Квартирка у него была маленькая, всего одна комната, и то в форме буквы "L". В одном конце помещалась крохотная кухня: газовая плита с двумя горелками, старый холодильник, облезлая мойка. В другом конце находилось все необходимое для накачивания мускулов: гантели, гири, штанги, скамья и опорные стойки. По всей комнате была разбросана одежда и обувь и большие кипы желтеющих газет.
Уолкер, так и не высохнув, встал и подошел к гирям. Взял две двадцатипятикилограммовые гири и стал их раскачивать перед зеркалом, висящим на двери клозета. Шумно, словно паровоз, вдыхая и выдыхая воздух, он, как зачарованный, наблюдал за своими вздувающимися мускулами, которые плавно перекатывались под его татуированной кожей.

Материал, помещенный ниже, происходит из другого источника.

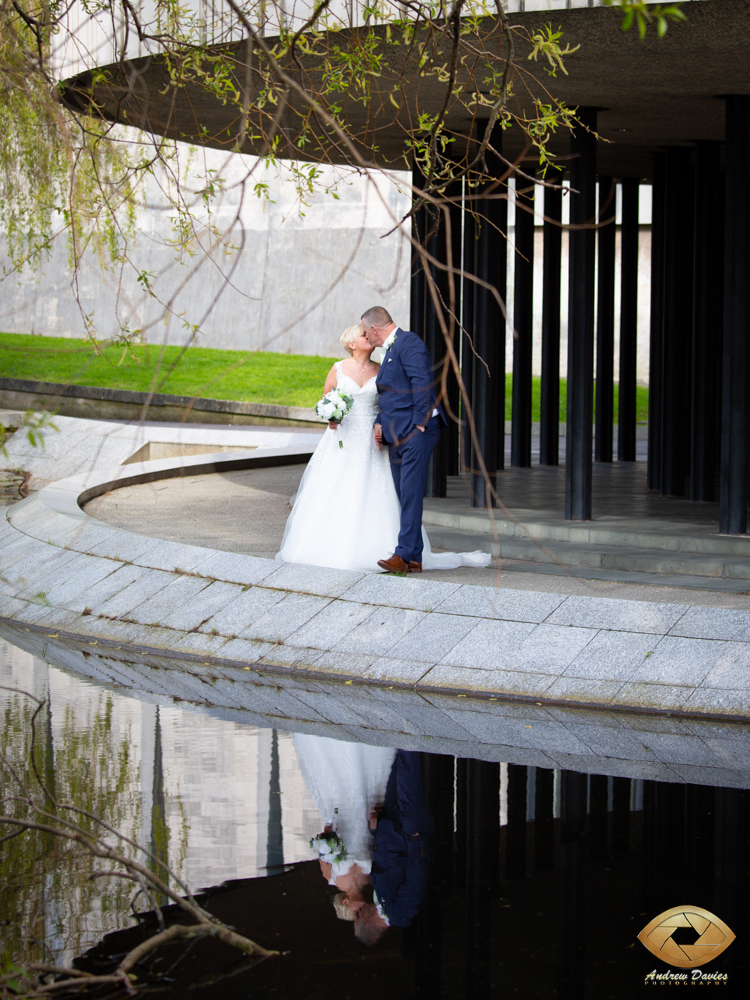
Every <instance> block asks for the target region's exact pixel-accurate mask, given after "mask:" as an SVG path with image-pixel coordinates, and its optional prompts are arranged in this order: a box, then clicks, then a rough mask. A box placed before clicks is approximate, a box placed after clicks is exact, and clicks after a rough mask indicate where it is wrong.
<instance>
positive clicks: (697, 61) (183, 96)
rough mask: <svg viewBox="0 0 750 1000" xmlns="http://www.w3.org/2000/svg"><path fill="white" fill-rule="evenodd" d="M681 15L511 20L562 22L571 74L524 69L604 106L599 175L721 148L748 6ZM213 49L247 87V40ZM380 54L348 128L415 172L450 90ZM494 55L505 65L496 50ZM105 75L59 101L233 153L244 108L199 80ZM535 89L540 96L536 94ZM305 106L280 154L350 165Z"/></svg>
mask: <svg viewBox="0 0 750 1000" xmlns="http://www.w3.org/2000/svg"><path fill="white" fill-rule="evenodd" d="M682 9H683V11H684V13H685V14H686V16H687V22H686V23H681V24H677V25H673V26H671V27H670V29H669V31H668V33H667V35H666V37H665V38H663V39H659V38H658V37H657V35H656V32H655V30H653V29H652V30H650V32H649V34H648V35H647V37H646V39H645V40H644V41H641V40H640V39H639V37H638V34H637V32H636V31H635V30H631V31H629V32H627V33H623V32H622V30H621V27H620V25H621V14H620V12H619V11H618V10H617V9H612V8H606V7H599V8H578V9H571V10H559V11H533V12H526V13H520V14H512V15H509V22H510V24H511V25H520V26H523V27H525V28H527V29H529V30H534V29H535V28H538V27H539V26H541V25H543V24H546V23H551V24H552V25H553V27H557V26H558V25H559V26H560V27H561V28H562V30H563V32H564V35H563V44H565V43H567V44H570V45H571V46H576V45H579V46H580V48H579V49H578V51H576V52H575V53H574V54H572V55H570V56H568V57H567V58H566V62H565V65H566V69H567V71H568V75H567V76H566V75H563V74H561V73H558V75H557V77H556V78H554V79H552V78H550V77H549V76H547V74H546V73H545V71H544V69H543V67H542V65H541V64H536V63H526V62H525V58H524V57H525V54H526V53H525V52H524V51H523V45H522V44H519V45H518V47H517V48H518V52H517V60H518V61H519V62H523V63H524V68H528V69H529V70H531V71H535V73H536V76H537V78H538V79H539V81H540V85H541V86H545V87H547V88H548V90H549V92H550V93H551V94H552V95H554V96H555V97H556V98H558V99H560V100H562V101H564V102H566V103H567V104H568V105H569V106H571V107H577V106H582V105H588V106H594V107H597V108H599V109H601V110H600V114H599V124H598V131H599V134H600V136H601V137H602V139H604V140H606V141H605V142H601V143H600V144H599V146H598V158H599V171H600V173H602V174H614V175H617V176H631V177H641V178H648V177H650V175H651V172H652V154H653V153H654V152H656V151H658V150H659V149H663V148H664V147H665V146H669V145H681V144H686V143H692V142H695V141H697V140H722V139H723V138H724V102H723V101H721V100H719V99H717V97H718V95H722V94H748V93H750V66H749V64H748V51H750V0H699V2H687V3H684V4H683V5H682ZM352 30H353V31H356V30H357V29H352ZM499 37H500V36H499V33H498V34H497V38H498V39H499ZM499 44H500V43H499V41H498V42H497V45H498V46H499ZM527 48H528V47H527ZM213 51H214V52H215V53H219V52H221V53H224V54H226V55H227V57H228V61H229V62H230V63H231V64H232V65H233V66H234V70H235V72H236V83H237V87H238V89H239V90H241V89H242V86H243V84H242V83H241V82H240V81H241V80H242V81H244V80H245V79H246V78H247V76H246V70H245V60H246V56H245V53H246V52H247V45H246V43H245V42H244V41H243V42H235V43H231V44H229V45H224V46H217V47H215V49H214V50H213ZM446 51H447V49H446ZM383 52H384V53H386V54H387V59H388V61H387V63H385V69H384V71H383V73H382V75H381V76H380V77H375V78H373V94H374V97H373V99H372V101H371V102H370V103H369V104H364V103H362V102H360V101H357V100H355V99H353V98H349V99H348V100H343V101H341V103H342V105H343V109H344V110H343V114H344V116H345V118H346V122H347V125H348V128H349V131H350V133H351V134H352V135H353V137H354V140H355V143H356V144H357V146H358V148H359V152H360V154H361V155H362V156H363V158H364V159H365V161H367V162H369V163H375V164H377V165H379V166H383V167H391V168H395V169H404V168H406V167H407V166H408V150H407V145H406V140H407V136H408V129H409V128H410V127H411V125H410V123H411V122H412V121H413V117H414V114H415V109H416V107H417V106H419V108H420V110H421V111H428V112H432V113H435V112H437V111H438V110H439V109H440V107H441V106H442V104H443V101H444V99H445V89H444V85H443V84H440V83H439V82H438V81H437V79H436V78H434V77H431V78H420V77H419V75H418V73H417V71H416V66H415V65H414V64H413V59H411V60H410V58H409V57H408V56H406V49H405V47H404V46H401V47H397V48H394V47H388V46H386V45H385V43H384V45H383ZM497 52H498V58H499V56H500V50H499V47H498V49H497ZM405 56H406V58H405ZM255 58H256V59H257V56H256V57H255ZM399 60H400V61H399ZM301 62H302V67H303V71H304V73H305V74H308V75H309V78H310V79H311V80H313V81H315V82H317V81H319V79H320V74H321V66H320V65H319V64H317V63H316V60H315V59H314V58H310V57H307V58H304V59H302V60H301ZM286 68H288V67H286ZM104 69H105V70H106V73H105V74H103V75H102V74H98V79H99V80H101V81H102V82H97V83H92V79H93V77H92V74H91V73H85V74H82V75H80V76H78V77H76V78H74V79H70V80H67V81H65V83H64V85H63V101H64V102H65V103H66V104H67V105H68V106H70V107H71V108H73V109H75V110H78V111H81V110H85V109H87V108H88V107H89V101H90V98H93V101H94V104H95V105H96V111H97V113H98V114H99V115H100V116H101V117H102V118H104V119H106V120H109V121H113V122H120V123H123V124H128V125H134V126H137V127H139V128H142V129H144V130H146V131H149V132H153V133H156V134H158V135H163V136H167V137H170V138H174V139H180V140H183V141H187V142H191V143H196V144H199V145H204V146H211V147H215V148H222V149H226V150H231V149H235V148H238V147H237V136H238V131H239V129H240V123H241V112H240V109H239V107H238V106H237V105H236V104H231V103H229V102H226V103H225V102H223V101H222V100H221V99H220V98H219V97H217V96H215V95H214V94H213V93H211V92H210V91H209V90H208V89H206V87H205V86H203V85H201V84H200V83H199V82H197V81H195V80H192V81H190V80H188V81H185V82H181V83H180V84H179V85H175V84H173V83H172V81H171V78H170V73H169V68H168V65H167V57H166V56H165V55H163V54H160V55H155V56H149V57H147V58H141V59H134V60H129V61H126V62H123V63H115V64H112V65H110V66H108V67H104ZM102 76H103V80H102ZM251 77H252V79H253V85H252V86H253V87H257V86H258V76H257V73H256V74H252V73H251ZM397 78H401V80H402V81H403V98H402V100H401V103H400V108H399V109H396V107H395V106H394V105H393V104H392V103H391V102H390V100H389V99H388V96H387V95H388V93H389V91H390V90H391V88H392V85H393V82H394V81H395V80H396V79H397ZM251 89H252V88H251ZM538 92H539V93H540V94H541V87H540V88H539V91H538ZM380 95H382V99H381V96H380ZM515 95H516V96H514V97H513V98H512V100H513V102H514V105H513V110H514V111H516V112H518V113H521V112H522V111H523V109H524V106H525V105H529V106H530V105H531V98H530V97H528V96H527V95H526V94H525V88H524V87H523V86H522V85H521V80H520V78H519V80H518V83H517V85H516V87H515ZM302 110H303V107H302V105H301V104H300V102H299V100H298V99H296V98H293V99H292V100H291V102H290V107H289V108H288V110H287V111H286V112H285V113H284V114H283V115H282V118H281V135H282V141H281V145H280V147H279V149H278V154H279V155H280V156H282V157H288V158H297V159H301V160H319V159H324V160H328V161H329V162H333V163H339V164H347V163H353V162H354V160H353V158H352V156H351V153H350V151H349V150H347V149H346V148H345V146H343V145H342V144H341V143H340V142H336V141H335V139H334V138H333V136H332V134H331V133H330V131H329V132H328V133H326V131H325V129H323V128H318V129H317V137H316V142H314V143H311V144H309V145H307V146H305V147H303V148H300V147H299V146H298V145H297V139H298V136H299V129H300V122H301V115H300V112H301V111H302ZM475 114H476V117H477V118H481V117H483V116H485V117H486V116H487V109H486V108H478V109H477V110H476V112H475ZM472 117H473V116H472V114H471V112H470V111H469V110H467V108H466V107H465V106H464V104H463V103H462V102H461V101H460V100H459V99H457V98H456V99H454V100H453V101H452V103H451V104H450V106H449V111H448V115H447V127H448V130H449V131H450V132H452V133H453V134H454V135H455V136H456V137H457V138H456V144H455V147H454V148H455V150H456V152H460V151H461V145H462V144H465V138H464V137H466V136H467V135H469V134H470V132H471V128H472ZM261 123H262V119H261V117H260V116H259V114H258V112H257V109H256V108H255V107H253V106H252V104H251V108H250V114H249V125H250V128H249V129H248V131H249V132H250V133H253V134H259V133H260V131H261V129H260V126H261ZM524 138H525V137H524V136H523V134H522V133H521V130H520V129H519V128H517V127H513V128H511V129H509V130H508V131H507V132H506V133H505V134H504V143H505V151H506V155H511V156H514V157H515V156H520V155H521V154H522V153H523V150H524ZM316 144H317V146H318V150H319V151H318V152H316V151H315V149H314V147H315V145H316ZM373 147H375V149H374V151H373ZM549 148H550V149H551V150H552V151H553V152H555V153H557V154H558V155H562V156H564V155H566V154H567V152H568V138H567V133H566V132H565V130H564V129H561V130H559V131H558V132H557V134H556V135H555V136H553V137H552V139H551V141H550V144H549ZM241 151H242V152H244V153H251V154H252V153H255V154H257V153H264V152H265V151H266V147H265V144H264V141H263V140H262V139H260V138H247V139H245V141H244V142H243V144H242V146H241Z"/></svg>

Татуировкой было густо изукрашено почти все его тело: пантера и череп на левой руке, крест и пронзенное кинжалом сердце — на правой, на груди и спине — летящие птицы. И он с удовольствием любовался, как под этими наколотыми картинками напрягаются его мускулы и сухожилия.
Проделав по двадцать движений каждой рукой, он уронил тяжелые гири на пол. Квартирка находилась в гараже, и под ним не было никаких других жильцов. Он прислонился к кухонному столу, пережидая, пока пройдет легкое головокружение, вызванное упражнениями и капсулами. Вновь поднял глаза на зеркало, понаблюдал за собой пару минут и занялся мастурбацией. Дело подвигалось медленно. Это все из-за капсул, подумал он.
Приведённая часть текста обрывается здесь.